Fred goes further in pointing out that commentators are all bright people and they only talk to other bright people, and get an exaggerated view of human capability.
Some commentators urge letting people invest their Social Security taxes in the stock market. To them it is a question of abstract freedom and probably the Federalist papers. The commentators are smart enough to invest money. I’ll guess that at least half the population isn’t. Go into the tit bar (does it still exist) in Waldorf, Maryland, and ask the dump-truck drivers and nail-pounders what NASDAQ is.
Liberal commentators want everyone to go to college, when about a fifth of people have the brains. Conservatives think that people can rise by hard work and sacrifice as certainly many people have. Thing is, most people can’t. Commentators only see those who made it.
The tendency of the Beltway 99th to live in an imaginary world, of conservatives to think that everybody can be a Horatio Alger, of liberals to believe that inequality arises from discrimination, guarantees wretched policy. Those who can do almost anything need to recognize the existence of those who can do almost nothing. Few of the latter are parasites. The waitress has worked all her life, as has the truck driver. They ended up with nothing.
It's a powerful argument; but is it true? The temptation is to "compassionate conservatism" which is sometimes known as paternalism. There are a lot of people who live their lives in quiet desperation and who are never going to achieve anything of national importance. It's not true that everyone will be famous for fifteen minutes.
It is true enough that most of us -- by us I mean me, Fred, those who read this web site -- spend most of our time conversing with other smart people, and few of us have more than very brief interaction with people of IQ 90 or less (16% of the population). Half of the people are by definition below average, but I would suspect that most of the people we know are IQ 110 or above -- 16% of the population. As Fred observes, about 20% of the population has the brains for going to college. Those are the people we generally know. But it hardly makes everyone else stupid.

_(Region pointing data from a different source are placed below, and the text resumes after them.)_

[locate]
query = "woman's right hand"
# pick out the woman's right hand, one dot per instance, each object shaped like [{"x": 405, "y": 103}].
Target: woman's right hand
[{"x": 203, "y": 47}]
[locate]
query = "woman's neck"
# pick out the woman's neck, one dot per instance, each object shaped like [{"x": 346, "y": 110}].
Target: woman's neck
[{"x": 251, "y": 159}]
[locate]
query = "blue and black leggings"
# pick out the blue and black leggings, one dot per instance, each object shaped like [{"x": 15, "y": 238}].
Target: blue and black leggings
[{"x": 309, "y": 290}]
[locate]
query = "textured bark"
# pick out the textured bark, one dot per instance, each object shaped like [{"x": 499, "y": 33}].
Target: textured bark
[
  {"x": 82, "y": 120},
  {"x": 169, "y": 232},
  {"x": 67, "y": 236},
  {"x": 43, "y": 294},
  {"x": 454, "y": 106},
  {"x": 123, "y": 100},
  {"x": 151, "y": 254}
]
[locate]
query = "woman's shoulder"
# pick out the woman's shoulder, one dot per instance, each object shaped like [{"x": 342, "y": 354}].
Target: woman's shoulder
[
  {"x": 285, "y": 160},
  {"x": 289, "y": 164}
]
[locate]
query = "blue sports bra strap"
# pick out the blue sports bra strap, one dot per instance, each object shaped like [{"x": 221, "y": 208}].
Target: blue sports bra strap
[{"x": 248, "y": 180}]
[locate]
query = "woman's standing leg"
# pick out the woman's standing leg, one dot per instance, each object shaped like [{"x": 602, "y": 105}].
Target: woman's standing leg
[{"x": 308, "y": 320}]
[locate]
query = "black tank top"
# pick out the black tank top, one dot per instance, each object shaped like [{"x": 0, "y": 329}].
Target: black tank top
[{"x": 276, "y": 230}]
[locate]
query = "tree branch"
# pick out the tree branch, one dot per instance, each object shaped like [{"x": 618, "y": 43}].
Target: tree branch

This is what I keep trying to remind my friends. What you see and hear in Washington D.C. is not truly reflective of how things are in the rest of the country. Shit, it's not even reflective of how things are outside the ring formed by Prince Georges, Montgomery, Arlington and Fairfax Counties. Thing is, if you never get out of the ring and listen to people in Fredericksburg, St. Ansgar, Cameron, and half a hundred other little urbs across the fruited plain, you're not going to know what the hell is going on with those people. And that would be a serious mistake.